Dzień dobry. W zeszłą sobotę obchodziłem swoje 34 urodziny. Na początku byliśmy z moją narzeczoną w kawiarni, ale ona musiała jechać tego dnia do pracy i zaproponowała, że jeśli chcę, to mogę zostać na mieście, zadzwonić do znajomych i pójść np. do klubu, żeby uczcić urodziny i nie siedzieć samemu w domu tego dnia. Pomyślałem, że nie jest to głupi pomysł, chociaż w klubie nie byłem od ponad 8 lat. Jeden znajomy wyrwał się na drinka w klubie, tam poznaliśmy dwóch pozytywnych chłopaków, którzy się do nas dosiedli i złożyli mi życzenia urodzinowe. Po około dwóch godzinach mój znajomy musiał wracać do domu, a ja namawiany przez niego i dwóch nowo poznanych gości postanowiłem zostać, tym bardziej, że zabawa była całkiem fajna. Taniec, śpiew i… alkohol. Piliśmy drinki i shoty jakby jutra miało nie być. Zdecydowanie przesadziłem z celebracją urodzin, a uważam się za rozsądnego i statecznego gościa. Następnego dnia, obudziłem się z silnym lękiem i strachem. Nie pamiętałem powrotu do domu, ani ostatnich kilku godzin i końcówki imprezy. Narzeczona mi powiedziała, że przyjechałem w nieswojej kurtce, w kącie oka miałem zasinienie, jakby ktoś mnie uderzył, bolał mnie lewy pośladek. Pamiętam, że chodziliśmy z tymi chłopakami po mieście w poszukiwaniu otwartego sklepu w celu zakupu papierosów i że jeden z nich miał podobną kurtkę do tej, w której wróciłem. Sprawdziłem historię powrotu Uberem, okazało się, że zamówiłem Ubera w miejsce oddalone od klubu o 15-20 minut pieszo. Nie mam jednak pojęcia, jak znalazłem się w miejscu, gdzie odebrał mnie Uber. Totalna pustka. Narzeczona na dokładkę zapytała mnie z uśmiechem, czy pamiętam jak po powrocie do domu, postawiłem wodę w czajniku na gaz, później nałożyłem sobie ciasta z lodówki na talerzyk, a następnie zalałem tą wodą talerzyk z ciastem i to jadłem. Dodała, że myślała, że tę wodę postawiłem sobie na kawę, ale ten pomysł z ciastem ją zaskoczył. Takiego wstydu nie czułem od dawna.
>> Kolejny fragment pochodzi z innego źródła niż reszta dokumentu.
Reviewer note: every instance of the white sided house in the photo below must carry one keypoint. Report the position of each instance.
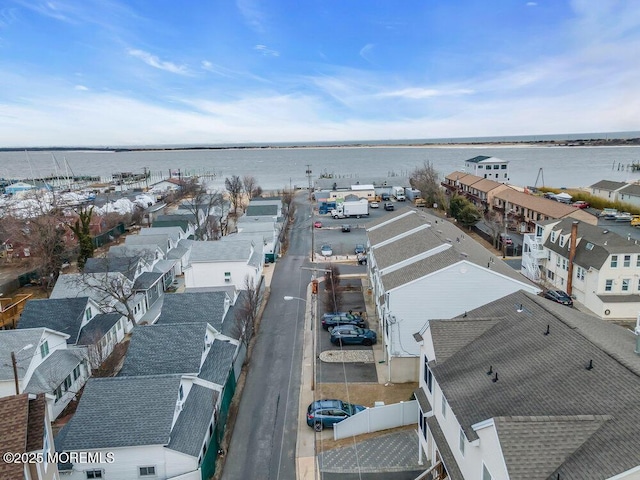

Próbowałem znaleźć jakiś kontakt do tych dwóch chłopaków, żeby dowiedzieć się, co się działo, gdzie jest moja kurtka i dlaczego mam (prawdopodobnie) ich kurtkę. Zero nowych kontaktów, numerów telefonów, brak nieznanych połączeń i SMSów, brak zdjęć w galerii. Czuję się strasznie. Uczucie lęku jest tak silne, że musiałem wziąć wolne w pracy. Czuję ucisk w klatce, zbiera mi się na płacz. Nie imprezuję na co dzień, nie piję alkoholu nawet w weekendy, a tu jedna impreza i ciąg jakichś dziwnych zdarzeń. Czuję się brudny, jakbym sięgnął dna.
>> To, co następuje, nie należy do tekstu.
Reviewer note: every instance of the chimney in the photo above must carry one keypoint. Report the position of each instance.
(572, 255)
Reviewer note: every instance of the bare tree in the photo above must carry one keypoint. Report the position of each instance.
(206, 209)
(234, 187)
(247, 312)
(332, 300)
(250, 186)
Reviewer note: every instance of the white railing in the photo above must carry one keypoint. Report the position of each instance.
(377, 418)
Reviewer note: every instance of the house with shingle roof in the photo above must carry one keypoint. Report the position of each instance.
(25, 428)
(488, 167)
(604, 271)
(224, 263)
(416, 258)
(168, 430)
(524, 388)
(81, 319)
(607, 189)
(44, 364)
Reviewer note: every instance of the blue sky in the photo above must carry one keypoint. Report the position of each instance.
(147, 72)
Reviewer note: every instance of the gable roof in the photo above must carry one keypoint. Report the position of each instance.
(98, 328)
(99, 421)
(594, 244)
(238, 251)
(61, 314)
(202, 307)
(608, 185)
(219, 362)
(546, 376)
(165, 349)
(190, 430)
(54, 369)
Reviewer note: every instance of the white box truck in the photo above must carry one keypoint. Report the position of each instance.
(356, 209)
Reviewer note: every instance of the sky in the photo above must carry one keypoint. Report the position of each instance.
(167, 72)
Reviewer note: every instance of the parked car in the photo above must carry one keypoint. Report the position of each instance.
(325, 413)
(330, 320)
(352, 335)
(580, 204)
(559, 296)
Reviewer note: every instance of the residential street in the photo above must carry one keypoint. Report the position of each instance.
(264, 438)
Mam obawy, że zachowywałem się głupio, że ktoś znajomy to widział, a być może ktoś mnie nawet nagrał. Nie wiem, jak sobie poradzić z tymi emocjami i uczuciem wstydu. Czy to moje zachowanie z ciastem i wrzątkiem to zwiastun jakiejś choroby psychicznej? Dlaczego nie pamiętam najważniejszych rzeczy?
Ta sytuacja skutecznie wyleczyła mnie z jakichkolwiek imprez i alkoholu. Będę wdzięczny za jakąś podpowiedź, pomoc.
Bard90

Magdalena Białas
Dzień dobry!
Sytuacja, którą Pan opisuje, jest dla Pana nowa, nie pasuje do codziennego obrazu siebie, więc może wytwarzać lęk.
Trudne emocje lęku i wstydu, może już kiedyś Pan doświadczył? Opisane zachowanie może być reakcją organizmu na ilość wypitego alkoholu. Utracenie kontroli nad własnym zachowaniem, po wytrzeźwieniu mogła spowodować lęk.
Czy zauważył Pan ostatnio coś jeszcze, co jest nowe w Pana zachowaniu?
Pozdrawiam
Magdalena Białas psycholog, interwent kryzysowy, psychoterapeuta w trakcie szkolenia

Katarzyna Kubińska
Dzień dobry,
tzw. urwany film, czyli utrata świadomości przy zachowanej przytomności po spożyciu dużej ilości alkoholu to niestety zjawisko dość powszechne.
Dużym czynnikiem ryzyka takiej utraty pamięci jest szybkie tempo spożycia alkoholu, ale też odwodnienie, spożycie zbyt małej ilości pożywienia przed piciem alkoholu, silny stres, przemęczenie. Niestety alkohol, a raczej jego metabolity są dla naszego mózgu toksyczne i przy dużej dawce i szybkim tempie spożycia dochodzi do poważnego zaburzenia jego pracy. Jednorazowe "urwanie filmu" oczywiście ma skutki odwracalne, ale jeśli mamy często takie luki w pamięci po spożyciu alkoholu to zaczyna być to niepokojące. Warto pamiętać, że każda dawka alkoholu jest toksyczna dla mózgu.
Natomiast to, czego mógł Pan doświadczyć dnia kolejnego to z jednej strony reakcja mózgu na dużą dawkę alkoholu. Alkohol jest depresantem, zaburza równowagę wielu neuroprzekaźników w układzie nerwowym. Dlatego chwilowo po spożyciu mamy świetny nastrój, ale po wytrzeźwieniu możemy czuć duży lęk, poczucie przygnębienia, poczucie winy - koktajl emocji charakterystyczny np. dla depresji. I znów, jeśli sytuacja była jednorazowa, to z czasem mózg wraca do równowagi, ale regularne spożywanie alkoholu coraz bardziej zaburza tą równowagę i jest czynnikiem rozwoju depresji.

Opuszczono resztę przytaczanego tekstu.